Hey sweetie *huggles*. I miss you heaps and dearly wish we lived in the same city, or at the very least I could tell you what I so desperately want to. Unfortunately though, we don't, and I can't and so I am reduced to writing you a letter I will never send.
I guess what I want to know is, why do you do this to yourself? I have known you for over 2 years now and I would say I know you pretty damn well, yet this is beyond me. Why do you let this continue?
WHAT do you see in him?
WHAT THE FUCK makes him so damn special, that you would actually compromise on your own values and let him feel other girls up?? Don't you see how utterly WRONG that is?!
Goddess, how I hate him! Before it was just dislike, but it has become full blown hatred after all this bullshit he's put you through- why the hell are you putting up with it?
GODDAMNIT! I hate just sitting by and watching him hurt you! I absolutely detest the fact that you ALLOW him to, and that I can't do a goddamned thing about it. How can you bear to let him do everything you allow him to do?
What has he done to deserve your love and trust? I can tell you- SWEET FUCK ALL. In the time that you have been together, all that he has succeeded in doing is being a secretive asshole, hiding things from you, lying to you and generally treating you (and me along the way) like shit.

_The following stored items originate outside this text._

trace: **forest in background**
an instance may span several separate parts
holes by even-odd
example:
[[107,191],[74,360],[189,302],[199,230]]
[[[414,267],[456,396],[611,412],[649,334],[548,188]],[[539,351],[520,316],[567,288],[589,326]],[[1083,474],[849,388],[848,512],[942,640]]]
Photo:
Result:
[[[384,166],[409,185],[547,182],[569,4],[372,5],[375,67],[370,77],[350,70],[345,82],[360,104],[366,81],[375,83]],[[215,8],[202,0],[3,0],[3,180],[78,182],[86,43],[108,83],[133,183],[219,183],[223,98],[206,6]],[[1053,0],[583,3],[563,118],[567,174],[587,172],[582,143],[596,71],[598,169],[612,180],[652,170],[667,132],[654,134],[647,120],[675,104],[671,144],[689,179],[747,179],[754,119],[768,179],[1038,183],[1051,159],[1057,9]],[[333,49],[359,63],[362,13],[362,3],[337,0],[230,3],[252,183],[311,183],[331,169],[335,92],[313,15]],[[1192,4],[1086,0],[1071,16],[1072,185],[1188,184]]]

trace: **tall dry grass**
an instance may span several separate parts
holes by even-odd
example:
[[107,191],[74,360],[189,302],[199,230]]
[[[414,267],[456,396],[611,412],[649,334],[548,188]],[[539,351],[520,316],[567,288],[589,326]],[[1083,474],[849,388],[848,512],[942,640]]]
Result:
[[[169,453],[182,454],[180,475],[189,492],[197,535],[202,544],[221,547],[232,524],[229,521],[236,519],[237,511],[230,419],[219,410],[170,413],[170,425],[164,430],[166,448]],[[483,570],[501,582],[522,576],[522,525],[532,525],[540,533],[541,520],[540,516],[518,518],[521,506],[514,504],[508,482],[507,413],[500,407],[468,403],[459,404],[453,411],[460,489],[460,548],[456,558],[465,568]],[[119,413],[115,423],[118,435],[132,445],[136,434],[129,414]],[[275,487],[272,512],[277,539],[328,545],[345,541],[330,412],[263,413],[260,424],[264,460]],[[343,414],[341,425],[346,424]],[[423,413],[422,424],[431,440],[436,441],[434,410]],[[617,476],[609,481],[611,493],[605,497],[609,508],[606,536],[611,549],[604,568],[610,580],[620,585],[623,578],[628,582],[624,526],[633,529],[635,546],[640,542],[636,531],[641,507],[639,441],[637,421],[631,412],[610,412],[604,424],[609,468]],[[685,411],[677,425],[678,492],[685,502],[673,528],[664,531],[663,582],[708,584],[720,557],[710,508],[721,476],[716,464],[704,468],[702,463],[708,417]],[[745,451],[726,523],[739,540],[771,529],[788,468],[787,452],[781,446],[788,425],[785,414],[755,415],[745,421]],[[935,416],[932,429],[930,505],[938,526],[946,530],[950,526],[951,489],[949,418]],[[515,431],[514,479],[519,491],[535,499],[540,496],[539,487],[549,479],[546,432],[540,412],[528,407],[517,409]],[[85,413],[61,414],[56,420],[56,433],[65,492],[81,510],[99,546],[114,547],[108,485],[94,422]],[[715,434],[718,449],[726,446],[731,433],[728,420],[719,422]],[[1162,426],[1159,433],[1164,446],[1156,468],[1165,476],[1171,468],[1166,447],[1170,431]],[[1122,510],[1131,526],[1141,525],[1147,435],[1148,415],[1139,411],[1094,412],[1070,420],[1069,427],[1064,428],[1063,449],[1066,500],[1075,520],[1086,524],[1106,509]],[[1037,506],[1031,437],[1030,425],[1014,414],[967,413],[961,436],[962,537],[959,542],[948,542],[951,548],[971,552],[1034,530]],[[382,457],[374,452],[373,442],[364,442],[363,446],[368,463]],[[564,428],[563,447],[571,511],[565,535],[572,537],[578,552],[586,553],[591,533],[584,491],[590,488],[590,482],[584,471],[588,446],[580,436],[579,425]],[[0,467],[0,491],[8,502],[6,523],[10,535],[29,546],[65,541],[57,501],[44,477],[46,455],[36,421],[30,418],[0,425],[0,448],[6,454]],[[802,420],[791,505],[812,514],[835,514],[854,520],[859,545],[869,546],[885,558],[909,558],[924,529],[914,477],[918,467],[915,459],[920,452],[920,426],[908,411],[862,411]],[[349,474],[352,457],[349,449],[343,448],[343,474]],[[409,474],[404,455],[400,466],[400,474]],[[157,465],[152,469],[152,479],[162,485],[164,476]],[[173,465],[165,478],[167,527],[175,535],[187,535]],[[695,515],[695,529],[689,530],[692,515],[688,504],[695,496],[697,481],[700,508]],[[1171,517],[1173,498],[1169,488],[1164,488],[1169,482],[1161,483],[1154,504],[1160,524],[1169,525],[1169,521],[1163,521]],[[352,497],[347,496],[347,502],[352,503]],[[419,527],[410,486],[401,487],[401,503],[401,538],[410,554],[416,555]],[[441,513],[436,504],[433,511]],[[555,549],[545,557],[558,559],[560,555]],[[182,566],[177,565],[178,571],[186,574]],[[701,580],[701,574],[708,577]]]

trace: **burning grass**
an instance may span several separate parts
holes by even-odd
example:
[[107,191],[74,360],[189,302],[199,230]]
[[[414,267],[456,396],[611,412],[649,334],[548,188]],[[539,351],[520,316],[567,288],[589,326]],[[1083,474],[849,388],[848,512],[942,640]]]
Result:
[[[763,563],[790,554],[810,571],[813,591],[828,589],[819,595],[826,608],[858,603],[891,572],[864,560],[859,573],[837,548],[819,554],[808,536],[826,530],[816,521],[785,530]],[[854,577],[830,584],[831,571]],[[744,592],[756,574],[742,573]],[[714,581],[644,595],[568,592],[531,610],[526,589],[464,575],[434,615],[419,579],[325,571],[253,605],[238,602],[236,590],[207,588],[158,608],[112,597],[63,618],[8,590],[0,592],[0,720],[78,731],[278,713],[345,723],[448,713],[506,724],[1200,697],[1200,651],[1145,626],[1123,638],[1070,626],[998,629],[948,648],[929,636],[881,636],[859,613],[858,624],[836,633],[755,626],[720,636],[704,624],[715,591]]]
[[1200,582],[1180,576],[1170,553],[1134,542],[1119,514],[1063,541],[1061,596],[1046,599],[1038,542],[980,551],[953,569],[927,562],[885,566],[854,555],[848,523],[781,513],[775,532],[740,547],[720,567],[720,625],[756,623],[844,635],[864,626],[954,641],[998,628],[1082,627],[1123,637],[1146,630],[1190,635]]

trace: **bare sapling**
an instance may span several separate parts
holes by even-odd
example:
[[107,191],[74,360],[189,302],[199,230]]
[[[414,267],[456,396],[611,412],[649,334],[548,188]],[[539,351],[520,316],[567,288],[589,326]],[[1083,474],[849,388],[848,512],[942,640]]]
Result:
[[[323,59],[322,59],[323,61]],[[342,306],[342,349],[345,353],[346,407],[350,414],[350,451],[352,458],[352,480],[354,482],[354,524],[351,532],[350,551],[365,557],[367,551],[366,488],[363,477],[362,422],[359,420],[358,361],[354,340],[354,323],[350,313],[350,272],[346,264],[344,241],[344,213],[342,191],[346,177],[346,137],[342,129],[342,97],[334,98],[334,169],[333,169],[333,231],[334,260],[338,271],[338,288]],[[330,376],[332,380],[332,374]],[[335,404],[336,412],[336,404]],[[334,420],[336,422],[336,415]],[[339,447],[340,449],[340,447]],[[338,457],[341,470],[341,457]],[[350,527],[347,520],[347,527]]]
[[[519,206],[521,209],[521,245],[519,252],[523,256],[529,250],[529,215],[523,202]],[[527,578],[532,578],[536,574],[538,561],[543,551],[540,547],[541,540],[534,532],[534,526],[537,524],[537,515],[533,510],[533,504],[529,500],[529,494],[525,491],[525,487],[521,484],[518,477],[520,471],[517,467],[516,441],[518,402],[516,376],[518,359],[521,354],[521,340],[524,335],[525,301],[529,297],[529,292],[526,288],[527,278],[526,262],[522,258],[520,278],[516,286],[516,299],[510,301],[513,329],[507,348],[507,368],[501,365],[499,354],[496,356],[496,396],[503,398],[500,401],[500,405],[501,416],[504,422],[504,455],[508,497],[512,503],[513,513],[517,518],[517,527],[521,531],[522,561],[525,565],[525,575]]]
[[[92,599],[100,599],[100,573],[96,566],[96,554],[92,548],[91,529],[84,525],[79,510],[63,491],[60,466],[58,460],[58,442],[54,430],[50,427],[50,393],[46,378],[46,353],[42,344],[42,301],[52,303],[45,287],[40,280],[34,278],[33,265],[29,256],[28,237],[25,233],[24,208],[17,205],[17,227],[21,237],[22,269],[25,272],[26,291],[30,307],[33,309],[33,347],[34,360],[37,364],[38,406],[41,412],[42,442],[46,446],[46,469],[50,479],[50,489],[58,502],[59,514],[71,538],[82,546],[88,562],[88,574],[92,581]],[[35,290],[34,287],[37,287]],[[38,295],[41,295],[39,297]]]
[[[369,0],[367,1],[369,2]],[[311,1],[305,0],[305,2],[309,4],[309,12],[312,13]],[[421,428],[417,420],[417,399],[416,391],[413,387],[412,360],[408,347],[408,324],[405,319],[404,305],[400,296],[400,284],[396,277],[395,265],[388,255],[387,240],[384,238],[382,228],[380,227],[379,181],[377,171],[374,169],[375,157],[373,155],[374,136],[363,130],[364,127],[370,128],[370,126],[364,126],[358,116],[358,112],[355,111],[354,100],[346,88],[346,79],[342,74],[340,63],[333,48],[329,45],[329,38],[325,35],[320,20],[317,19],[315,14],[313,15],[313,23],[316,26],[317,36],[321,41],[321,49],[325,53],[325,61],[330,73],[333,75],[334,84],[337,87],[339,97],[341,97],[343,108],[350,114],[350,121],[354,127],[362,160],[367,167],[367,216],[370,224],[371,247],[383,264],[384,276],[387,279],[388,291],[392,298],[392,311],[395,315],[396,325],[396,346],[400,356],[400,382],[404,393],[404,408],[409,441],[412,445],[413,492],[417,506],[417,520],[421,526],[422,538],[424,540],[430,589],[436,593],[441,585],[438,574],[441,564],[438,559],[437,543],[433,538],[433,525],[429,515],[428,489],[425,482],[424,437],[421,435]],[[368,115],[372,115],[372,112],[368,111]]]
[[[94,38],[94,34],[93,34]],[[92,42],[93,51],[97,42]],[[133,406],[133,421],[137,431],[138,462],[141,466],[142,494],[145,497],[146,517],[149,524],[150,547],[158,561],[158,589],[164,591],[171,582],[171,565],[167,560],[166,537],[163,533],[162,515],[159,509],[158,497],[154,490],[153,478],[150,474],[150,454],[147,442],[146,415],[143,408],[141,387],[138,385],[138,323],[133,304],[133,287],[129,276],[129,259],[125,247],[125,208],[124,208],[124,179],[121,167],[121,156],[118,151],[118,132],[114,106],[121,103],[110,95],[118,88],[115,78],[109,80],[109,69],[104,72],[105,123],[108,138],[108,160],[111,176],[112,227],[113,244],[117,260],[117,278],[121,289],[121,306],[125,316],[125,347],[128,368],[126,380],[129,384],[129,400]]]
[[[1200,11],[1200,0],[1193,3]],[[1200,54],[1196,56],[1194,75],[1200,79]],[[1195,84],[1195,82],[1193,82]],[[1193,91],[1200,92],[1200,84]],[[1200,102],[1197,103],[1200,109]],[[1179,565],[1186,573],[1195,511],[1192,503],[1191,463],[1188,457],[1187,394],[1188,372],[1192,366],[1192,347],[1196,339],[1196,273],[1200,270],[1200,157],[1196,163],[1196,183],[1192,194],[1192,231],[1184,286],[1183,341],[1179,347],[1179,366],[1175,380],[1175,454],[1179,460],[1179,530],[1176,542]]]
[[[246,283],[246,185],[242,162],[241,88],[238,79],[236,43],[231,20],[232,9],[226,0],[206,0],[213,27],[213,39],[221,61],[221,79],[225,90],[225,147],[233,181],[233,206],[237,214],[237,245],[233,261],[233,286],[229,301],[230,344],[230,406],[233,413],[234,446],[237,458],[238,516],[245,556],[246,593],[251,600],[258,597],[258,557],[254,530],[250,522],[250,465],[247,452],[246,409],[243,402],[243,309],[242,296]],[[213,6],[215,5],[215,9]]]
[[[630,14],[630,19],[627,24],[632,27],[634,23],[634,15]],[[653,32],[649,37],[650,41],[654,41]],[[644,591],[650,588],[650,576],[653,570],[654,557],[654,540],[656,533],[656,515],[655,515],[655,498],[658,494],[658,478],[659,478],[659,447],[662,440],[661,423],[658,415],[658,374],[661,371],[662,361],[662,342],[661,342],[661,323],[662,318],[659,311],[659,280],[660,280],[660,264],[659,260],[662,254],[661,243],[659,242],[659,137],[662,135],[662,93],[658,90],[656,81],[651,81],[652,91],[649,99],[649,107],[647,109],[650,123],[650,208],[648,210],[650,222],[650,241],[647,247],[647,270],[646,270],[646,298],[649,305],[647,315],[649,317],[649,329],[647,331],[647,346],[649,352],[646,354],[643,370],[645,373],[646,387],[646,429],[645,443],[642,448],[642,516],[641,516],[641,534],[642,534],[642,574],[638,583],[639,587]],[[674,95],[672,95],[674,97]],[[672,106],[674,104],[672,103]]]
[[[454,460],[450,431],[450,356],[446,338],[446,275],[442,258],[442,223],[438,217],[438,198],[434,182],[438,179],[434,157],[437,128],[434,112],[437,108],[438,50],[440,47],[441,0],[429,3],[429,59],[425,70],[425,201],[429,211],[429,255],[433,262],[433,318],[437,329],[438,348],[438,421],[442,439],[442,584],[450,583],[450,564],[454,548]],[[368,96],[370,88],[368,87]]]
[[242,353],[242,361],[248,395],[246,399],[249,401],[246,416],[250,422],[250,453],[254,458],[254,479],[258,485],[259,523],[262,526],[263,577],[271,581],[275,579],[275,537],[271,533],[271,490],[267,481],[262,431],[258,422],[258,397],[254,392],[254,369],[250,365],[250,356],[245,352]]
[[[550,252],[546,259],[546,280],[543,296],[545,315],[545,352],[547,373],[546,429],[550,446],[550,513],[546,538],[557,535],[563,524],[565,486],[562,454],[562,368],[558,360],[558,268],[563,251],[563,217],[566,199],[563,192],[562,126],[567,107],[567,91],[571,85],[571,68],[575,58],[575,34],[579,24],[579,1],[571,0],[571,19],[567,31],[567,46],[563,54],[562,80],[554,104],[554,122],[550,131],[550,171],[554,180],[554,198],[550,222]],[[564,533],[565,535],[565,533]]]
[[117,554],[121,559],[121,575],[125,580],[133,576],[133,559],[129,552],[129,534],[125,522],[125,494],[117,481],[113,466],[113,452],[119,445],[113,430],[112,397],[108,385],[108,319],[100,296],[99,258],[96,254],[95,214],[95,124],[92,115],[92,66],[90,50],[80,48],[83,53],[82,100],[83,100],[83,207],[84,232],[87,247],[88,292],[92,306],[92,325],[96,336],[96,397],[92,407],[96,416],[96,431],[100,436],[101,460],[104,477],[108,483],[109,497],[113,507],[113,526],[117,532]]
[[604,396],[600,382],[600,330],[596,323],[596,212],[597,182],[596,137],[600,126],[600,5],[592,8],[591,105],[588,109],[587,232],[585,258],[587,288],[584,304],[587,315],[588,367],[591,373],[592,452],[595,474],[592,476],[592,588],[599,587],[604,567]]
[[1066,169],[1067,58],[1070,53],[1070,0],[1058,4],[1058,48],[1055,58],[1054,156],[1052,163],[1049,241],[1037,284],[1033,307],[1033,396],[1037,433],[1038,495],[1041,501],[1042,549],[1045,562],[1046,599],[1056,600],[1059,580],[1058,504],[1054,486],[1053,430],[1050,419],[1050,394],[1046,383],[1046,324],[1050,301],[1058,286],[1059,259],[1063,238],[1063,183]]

YOU DESERVE MORE THAN THIS.
You are beautiful (and he is not even goodlooking).
You are smart (and he didn't even finish highschool).
You are a kind and generous person (and he acts like a selfish, spoilt child)
You are considerate (and he hangs up on people and ditches your own birthday dinner).
You are worth SO MUCH MORE than he can ever give you, so why the fuck are you so blind to that fact? Why do you stay with someone who treats you so badly? Why have you given up SO MUCH to be with this man, this ugly, stupid, self centered asshole, who says that he loves you and then hurts you so much that you have to cry on the phone to me about it?
WHY ARE YOU WITH HIM?
Scream at him, yell at him, tell him all the things that you won't and then DUMP HIM, because he will never ever be the person you think he is, and the person that you actually need him to be.
Or at the very least, let me do it for you. Let me come over and beat the living emotional crap out of him, because that is what HE deserves, not you.
I love you and I want you to be happy, but you need to understand that that is why I cannot support this relationship, because I can see all the things you can't, and all I can see for you and him is pain.